Eventually that became a ritual, or a joke, or a scheme to diet or save lunch money. Not with everyone, of course, but with many people.

This idea is not new with me, but since “giving something up for Lent” is not something from the lips of Jesus, but man-made, no matter how well-intentioned… could we not also thank God, honor Christ, and, yes, “imitate” Him, if we took up something for Lent, instead of laying something aside? That is, something for Him, not for us.

Jesus took up the cross! He allowed Himself to be lifted up in painful crucifixion! He willingly added burdens to Himself in the period before Easter.
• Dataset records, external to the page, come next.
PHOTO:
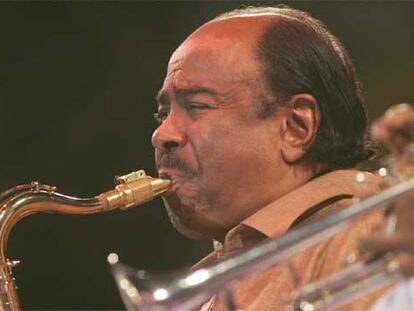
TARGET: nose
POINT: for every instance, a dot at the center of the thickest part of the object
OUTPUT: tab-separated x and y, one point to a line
168	136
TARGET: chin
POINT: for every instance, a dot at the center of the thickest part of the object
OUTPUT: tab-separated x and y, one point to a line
183	218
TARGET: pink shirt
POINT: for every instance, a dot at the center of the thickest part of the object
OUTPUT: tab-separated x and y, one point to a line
274	288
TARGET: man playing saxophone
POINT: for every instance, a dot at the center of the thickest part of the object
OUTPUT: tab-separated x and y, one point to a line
261	122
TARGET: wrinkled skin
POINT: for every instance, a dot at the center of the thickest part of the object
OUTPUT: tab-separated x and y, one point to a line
223	161
396	130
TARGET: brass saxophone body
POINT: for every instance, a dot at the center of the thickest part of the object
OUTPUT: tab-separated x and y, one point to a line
133	189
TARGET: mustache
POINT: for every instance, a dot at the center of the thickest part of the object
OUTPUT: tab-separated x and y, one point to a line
173	162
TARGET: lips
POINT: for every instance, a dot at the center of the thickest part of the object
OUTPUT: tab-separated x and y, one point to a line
172	174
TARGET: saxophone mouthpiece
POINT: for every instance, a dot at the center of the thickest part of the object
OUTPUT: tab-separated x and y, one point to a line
133	189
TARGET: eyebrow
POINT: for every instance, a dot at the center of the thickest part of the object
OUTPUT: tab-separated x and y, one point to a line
163	98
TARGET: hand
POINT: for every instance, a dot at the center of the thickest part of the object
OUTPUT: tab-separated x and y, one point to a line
396	130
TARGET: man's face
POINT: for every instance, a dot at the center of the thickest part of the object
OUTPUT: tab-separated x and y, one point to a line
223	161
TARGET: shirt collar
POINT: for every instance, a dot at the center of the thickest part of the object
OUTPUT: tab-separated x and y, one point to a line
276	218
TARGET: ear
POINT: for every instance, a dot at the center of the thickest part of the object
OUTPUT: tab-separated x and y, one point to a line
301	122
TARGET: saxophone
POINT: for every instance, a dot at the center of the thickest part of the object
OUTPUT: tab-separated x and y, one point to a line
132	189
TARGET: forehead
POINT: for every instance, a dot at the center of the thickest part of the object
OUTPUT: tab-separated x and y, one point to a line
219	51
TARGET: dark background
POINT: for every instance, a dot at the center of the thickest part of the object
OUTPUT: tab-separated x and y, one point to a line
77	81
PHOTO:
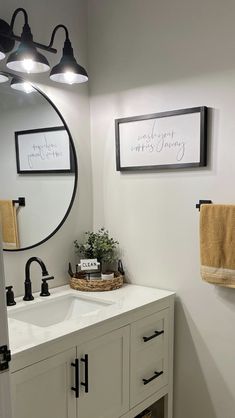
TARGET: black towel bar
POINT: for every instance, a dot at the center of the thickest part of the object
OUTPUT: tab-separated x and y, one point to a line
20	201
202	202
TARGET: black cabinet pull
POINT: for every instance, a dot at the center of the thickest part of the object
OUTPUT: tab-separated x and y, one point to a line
76	388
156	374
156	334
85	360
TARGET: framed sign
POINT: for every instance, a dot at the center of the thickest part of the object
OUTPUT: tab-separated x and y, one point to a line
46	150
166	140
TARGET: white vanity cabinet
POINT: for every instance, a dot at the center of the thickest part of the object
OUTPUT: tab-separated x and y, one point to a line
107	376
115	369
44	388
97	371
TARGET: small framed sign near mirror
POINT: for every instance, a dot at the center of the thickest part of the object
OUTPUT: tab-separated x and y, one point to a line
45	150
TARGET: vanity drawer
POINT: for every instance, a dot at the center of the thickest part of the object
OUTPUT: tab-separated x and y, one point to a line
149	356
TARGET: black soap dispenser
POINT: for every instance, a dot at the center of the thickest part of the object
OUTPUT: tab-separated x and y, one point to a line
10	296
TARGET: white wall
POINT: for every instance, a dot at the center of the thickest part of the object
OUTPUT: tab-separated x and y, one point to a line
72	101
151	56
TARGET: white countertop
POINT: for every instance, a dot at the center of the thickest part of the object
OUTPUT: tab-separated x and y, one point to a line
24	336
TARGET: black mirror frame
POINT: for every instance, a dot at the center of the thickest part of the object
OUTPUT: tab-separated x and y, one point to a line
11	75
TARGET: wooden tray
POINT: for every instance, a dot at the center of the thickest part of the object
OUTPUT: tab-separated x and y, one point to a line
86	285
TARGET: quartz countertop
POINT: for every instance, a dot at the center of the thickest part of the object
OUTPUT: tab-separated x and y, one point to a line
24	336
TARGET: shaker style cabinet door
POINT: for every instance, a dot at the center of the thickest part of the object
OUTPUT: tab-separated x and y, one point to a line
44	389
104	376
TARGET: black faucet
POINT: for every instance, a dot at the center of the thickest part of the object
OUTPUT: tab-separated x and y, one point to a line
28	285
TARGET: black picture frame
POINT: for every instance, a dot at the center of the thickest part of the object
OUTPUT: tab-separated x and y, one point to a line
18	134
146	144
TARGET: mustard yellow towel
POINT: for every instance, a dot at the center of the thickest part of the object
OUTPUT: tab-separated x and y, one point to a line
217	244
9	224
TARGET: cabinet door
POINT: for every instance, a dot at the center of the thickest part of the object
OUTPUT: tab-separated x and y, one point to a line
44	389
108	376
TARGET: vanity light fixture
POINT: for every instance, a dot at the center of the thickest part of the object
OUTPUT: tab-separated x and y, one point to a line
68	70
21	85
27	59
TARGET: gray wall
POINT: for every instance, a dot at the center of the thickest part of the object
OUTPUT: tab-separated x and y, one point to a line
73	103
151	56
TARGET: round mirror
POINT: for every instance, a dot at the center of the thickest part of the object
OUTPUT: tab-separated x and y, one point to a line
38	165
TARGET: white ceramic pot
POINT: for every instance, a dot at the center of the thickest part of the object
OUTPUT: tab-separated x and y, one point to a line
107	276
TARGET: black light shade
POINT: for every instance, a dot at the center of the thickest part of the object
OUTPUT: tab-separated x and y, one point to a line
21	85
26	58
68	71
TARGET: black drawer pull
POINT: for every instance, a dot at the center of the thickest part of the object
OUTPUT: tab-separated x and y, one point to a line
156	334
85	360
156	374
76	388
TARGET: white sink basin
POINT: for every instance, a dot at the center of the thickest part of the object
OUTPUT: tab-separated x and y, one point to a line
54	311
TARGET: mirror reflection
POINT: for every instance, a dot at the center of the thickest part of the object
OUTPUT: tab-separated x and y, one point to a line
37	163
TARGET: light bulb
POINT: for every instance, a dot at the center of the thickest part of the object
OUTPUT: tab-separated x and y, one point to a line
3	78
21	85
2	55
69	77
28	65
27	88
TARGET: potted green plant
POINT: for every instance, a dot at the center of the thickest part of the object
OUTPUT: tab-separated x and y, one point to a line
101	246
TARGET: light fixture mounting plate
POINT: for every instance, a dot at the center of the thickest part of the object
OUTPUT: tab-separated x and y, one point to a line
6	40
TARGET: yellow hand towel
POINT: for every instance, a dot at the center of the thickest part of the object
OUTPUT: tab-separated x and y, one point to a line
9	224
217	244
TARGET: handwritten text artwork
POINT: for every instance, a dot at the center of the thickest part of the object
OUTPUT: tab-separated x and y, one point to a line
175	140
43	150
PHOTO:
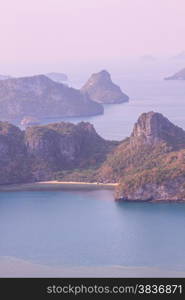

Surely we can do the same, and for motives just as pure and God-honoring. Not to gain gold stars, or make a list of good works, or… turn this concept into an empty ritual. But we can all think of adding to our moral to-do list, not temporarily erasing from it, at least for this Lenten season (and beyond!)

The world is hurting… look everywhere. Charities are starving… of staff, not just money. Your neighbor needs a ride… and maybe a word from God. That broken relationship you have somewhere… needs reconciliation. Someone who wronged you… needs forgiveness. We all need forgiveness… so there is a model for us. We received it from the Cross.

“The Old Rugged Cross, so despised by the world, its shame and disgrace we gladly bear…”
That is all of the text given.